No proof who killed Walter Rodney- Prime Minister Nagamootoo

Last Updated on Friday, 5 August 2016, 13:39 by Denis Chabrol

Prime Minister Moses Nagamootoo has suggested that in the absence of former Guyana Defence Force (GDF) Sergeant, Gregory Smith he does not have any clear evidence to show who was behind the killing of renowned Guyanese historian and politician, Dr. Walter Rodney.

“I don’t have the answer whether Forbes Burnham or the PNC (People’s National Congress) or rogue elements in the army or the police force or imperialists or the House of Israel, that rogue elements, that this man Gregory Smith was an agent of any if these persons or entities;  I cannot because I don’t have the evidence,” he told the  National Assembly.

When it was the opposition People’s Progressive Party Civic’s (PPPC) Neend ‘Neil’ Kumar’s time to speak, he slammed Nagamootoo: “For the rest of my life, I would never forget the Honourable Moses Nagamootoo for his contribution, Moses sat with us at the editorial board and he condemened the PNC and I just can’t understand what my former good friend Moses Nagamootoo was saying, he knew he accepted that Rodney was assassinated by the PNC.”

The Commission of Inquiry Report states that “given the manner in which the country was run coupled with the threats issued by Prme Minister Burnham to the members of te WPA and the evidence of Mr Robert Allan Gates, we conclude tat Prime Minister Burnham knew of the plan and was part of the conspiracy to assassinate Dr.

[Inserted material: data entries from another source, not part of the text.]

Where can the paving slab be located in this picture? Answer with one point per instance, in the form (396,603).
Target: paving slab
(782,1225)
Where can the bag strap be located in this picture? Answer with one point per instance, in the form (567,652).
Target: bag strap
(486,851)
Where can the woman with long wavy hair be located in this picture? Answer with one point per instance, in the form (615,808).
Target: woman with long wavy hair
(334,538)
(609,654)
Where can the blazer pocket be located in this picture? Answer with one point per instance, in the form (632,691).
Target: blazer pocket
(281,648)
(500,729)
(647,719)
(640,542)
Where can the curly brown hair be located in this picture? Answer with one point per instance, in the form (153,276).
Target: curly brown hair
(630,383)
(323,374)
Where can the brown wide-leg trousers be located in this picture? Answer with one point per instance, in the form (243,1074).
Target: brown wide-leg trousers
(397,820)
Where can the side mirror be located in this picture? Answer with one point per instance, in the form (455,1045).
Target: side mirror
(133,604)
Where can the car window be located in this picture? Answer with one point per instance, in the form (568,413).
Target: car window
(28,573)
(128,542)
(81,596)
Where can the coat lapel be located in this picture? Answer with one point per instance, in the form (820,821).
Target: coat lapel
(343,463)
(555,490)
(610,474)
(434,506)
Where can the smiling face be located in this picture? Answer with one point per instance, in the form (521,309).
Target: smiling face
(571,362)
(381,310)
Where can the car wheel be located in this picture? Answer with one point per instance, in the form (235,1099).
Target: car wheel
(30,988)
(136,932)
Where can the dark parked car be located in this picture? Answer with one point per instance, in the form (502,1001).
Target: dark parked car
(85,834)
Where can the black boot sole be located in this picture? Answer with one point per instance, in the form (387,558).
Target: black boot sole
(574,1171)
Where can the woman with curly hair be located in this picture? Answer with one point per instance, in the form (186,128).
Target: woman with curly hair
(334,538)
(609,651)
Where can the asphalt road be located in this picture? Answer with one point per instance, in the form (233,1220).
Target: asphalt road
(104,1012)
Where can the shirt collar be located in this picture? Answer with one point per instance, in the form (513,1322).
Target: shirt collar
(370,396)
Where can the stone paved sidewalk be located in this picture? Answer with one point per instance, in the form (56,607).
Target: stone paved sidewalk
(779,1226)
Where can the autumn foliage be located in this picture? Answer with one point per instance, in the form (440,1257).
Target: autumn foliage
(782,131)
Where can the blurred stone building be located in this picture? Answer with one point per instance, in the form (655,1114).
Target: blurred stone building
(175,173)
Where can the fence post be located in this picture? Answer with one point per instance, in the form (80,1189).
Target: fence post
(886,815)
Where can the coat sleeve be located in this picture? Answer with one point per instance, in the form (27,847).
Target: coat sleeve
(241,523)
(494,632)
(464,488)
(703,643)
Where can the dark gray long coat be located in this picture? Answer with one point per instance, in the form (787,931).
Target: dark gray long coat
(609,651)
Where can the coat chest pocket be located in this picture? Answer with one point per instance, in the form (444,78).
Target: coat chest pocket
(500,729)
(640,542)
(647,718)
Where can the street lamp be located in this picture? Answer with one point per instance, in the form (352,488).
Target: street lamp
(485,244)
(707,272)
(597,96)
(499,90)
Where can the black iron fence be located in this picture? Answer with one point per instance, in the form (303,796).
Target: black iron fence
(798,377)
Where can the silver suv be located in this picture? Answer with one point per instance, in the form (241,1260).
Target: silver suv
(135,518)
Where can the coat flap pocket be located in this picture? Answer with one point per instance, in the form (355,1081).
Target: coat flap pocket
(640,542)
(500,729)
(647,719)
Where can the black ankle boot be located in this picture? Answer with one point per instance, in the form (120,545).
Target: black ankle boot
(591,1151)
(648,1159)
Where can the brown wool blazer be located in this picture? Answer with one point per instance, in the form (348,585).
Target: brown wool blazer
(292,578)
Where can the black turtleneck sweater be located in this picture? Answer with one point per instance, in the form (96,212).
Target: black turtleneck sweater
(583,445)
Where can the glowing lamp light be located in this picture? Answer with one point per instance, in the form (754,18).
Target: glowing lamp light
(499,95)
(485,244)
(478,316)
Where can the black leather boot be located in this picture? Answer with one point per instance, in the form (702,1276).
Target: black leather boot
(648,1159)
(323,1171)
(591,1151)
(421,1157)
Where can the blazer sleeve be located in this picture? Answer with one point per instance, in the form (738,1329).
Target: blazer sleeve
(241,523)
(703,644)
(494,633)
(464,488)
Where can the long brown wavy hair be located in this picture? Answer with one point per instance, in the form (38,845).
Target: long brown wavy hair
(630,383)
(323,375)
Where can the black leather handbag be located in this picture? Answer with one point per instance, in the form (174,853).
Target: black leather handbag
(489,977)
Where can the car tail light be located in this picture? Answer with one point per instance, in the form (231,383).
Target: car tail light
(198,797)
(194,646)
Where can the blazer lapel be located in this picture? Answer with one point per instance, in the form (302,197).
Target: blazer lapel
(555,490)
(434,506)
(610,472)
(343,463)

Walter Rodney.”

Nagamoootoo stressed that it was not about how he and others feels about that period of political repression, but it was about the need to dwell on concrete evidence rather than suspicion or intuition.

“There were other leads that could have been followed that had been suggested themselves- one was whether the HPI had been involved in the killing of Walter Rodney, whether there was any foreign interest or interests that could be implicated in a plan to eliminate Rodney,” Nagamootoo, a former senior PPP member, told the National Assembly during a motion sponsored by the PPPC.

At that point, PPPC frontbencher heckled “you concocting stories now.”

Testimony by Walter’s brother, Donald, during the Commission of Inquiry included that he had collected a bag with a walkie-talkie from Smith, a former GDF electronics expert, with instructions on what to do outside the metal fence of the Georgetown Prison on June 13, 1980. That device moments later exploded in Walter’s lap while he was seated in his brother’s Mazda Capella car, PBB 2349. Other witnesses had testified that Rodney’s Working People’s Alliance (WPA) had been interested in acquiring walkie talkies to communicate over long distances.

In the name of PPPC parliamentarian, Gail Teixeira, the motion had sought to commit the Guyana government to take to take measures to implement the recommendations therein in order to ensure the democratic architecture is protected and strengthened.

However, the government side proposed an amendment to examine the findings of to ascertain which are acceptable and implementable, something Teixeira said that “completely waters down the PPPC motion.”

The recommendations by the Walter Rodney Commission of Inquiry include the need for a well-by the police and army, the need for timely investigations with oversight from the Director of Public Pro, training for the army and police, need for a professional army, and efficient and timely coroners within six months.

In the area of politics, the Commission of Inquiry recommended that no party or government should be permitted be to tamper with the electoral system to secure an unfair advantage and that the electoral system should be entrenched in the constitution and only amendable by a two-thirds parliamentary majority.  Headed by Barbadian jurist Sir Richard Cheltenham, the three-member Commission of Inquiry further recommended that a Chairman of the Guyana Elections Commission should be of highest integrity, be a non-political appointment and approved by political parties and other interest groups. The Commission also said Guyana should continue to have international election observers and address ethnic divisions especially during election season.

However, Prime Minister Nagamootoo said the Commissioners strayed off into the domestic political environment and made those recommendations instead of exploring other possible avenues to the truth. He said no consideration was given to the Working People’s Alliance (WPA) pressuring the then Guyana government to facilitate the movement of troops to fight in Angola and at a time also when several pro-right governments were being toppled across Latin America and the Caribbean.

The Prime Minister said at that time the PPPC-led government could have taken steps to either have Smith charged with manslaughter or offer an unconditional pardon if it had been interested in hearing from the accused. France had advised Guyana that it would not have facilitated Smith’s extradition to his native land because there is the death penalty.

The Commission of Inquiry lasted from February 2014 to October 2016 during which time there were 66 sessions and testimony by 29 of 31 witnesses.